When I graduated college a fraternity brother of mine bought a house.  He said it made more financial sense than renting.  At the time I had no financial means to buy a house but the thought sort of stuck with me. I envied him because he had the financial means to buy a house and I did not.

When my wife and I rented our first apartment in New Orleans the carpet bothered me.  I got the management to put in new carpeting and they raised my rent.  I did not have a vacuum so I bought a cheap one that did not work.  This stressed me out.  I rented steam machines from the grocery store but it never really did a good job.  We bought a couch to replace the futon. With each purchase motivated by shame I felt good at first but when they produced bad results I felt ashamed with my failures.

When we moved to Scranton I felt ashamed and annoyed to live with her father. I felt embarrassed that we were not living on our own as people of our age should be doing.

So we moved to an apartment.  We could not get the couch into the living room.  I felt frustrated that the couch was in the dining room and my wife did not put on the legs.  I felt ashamed when my parents came to visit because they would judge me as a failure.

When we moved to Philadelphia we lived in a high-rise.  I did not like that only bathroom was accessible by going through the bedroom.  When we had guests over I felt ashamed that they had to walk through our bedroom to get to the bathroom.

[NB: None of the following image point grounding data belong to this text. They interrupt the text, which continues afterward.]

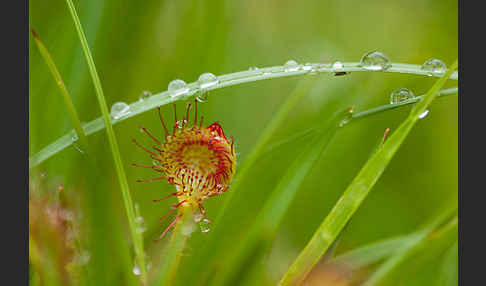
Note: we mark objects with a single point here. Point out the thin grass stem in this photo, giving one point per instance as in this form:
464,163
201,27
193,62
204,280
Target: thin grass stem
65,94
127,200
182,231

So we moved to another apartment with two bathrooms.

We were about to have a kid so we bought a row house.  At first it felt good.  Then I felt ashamed because our bathrooms were outdated so we had them redone but the workers ruined the carpet on the stairs going back and forth.  I could not get it clean and there was no room for guests so we bought a bigger house with a bigger mortgage at the height of the housing bubble.  My father helped me out with the down payment.  At first I felt good because I had a house that I was not ashamed of.  But then my wife lost her job  and I lost my job and we could no longer afford to send our kids to the private school they were attending.  Since the schools in our neighborhood were not that great we moved in with my parents where the schools were good.  We tried to sell our house but no one was buying.  So we rented it for four years.  When we finally sold it we sold it at a substantial loss.  I felt ashamed that I had lost all the money we put into that house.

The grass is always greener.  When I get to the other side it feels good for a time but then my shame ego convinces me that where I am is not good anymore. My shame ego will never be satisfied for long and will always try to convince me that what am doing and where I am living is wrong.

Sometimes I think that heaven (God’s House) is the ultimate version of the grass is always greener on the other side.

If the shame ego dies with the physical body then the grass will indeed be greener.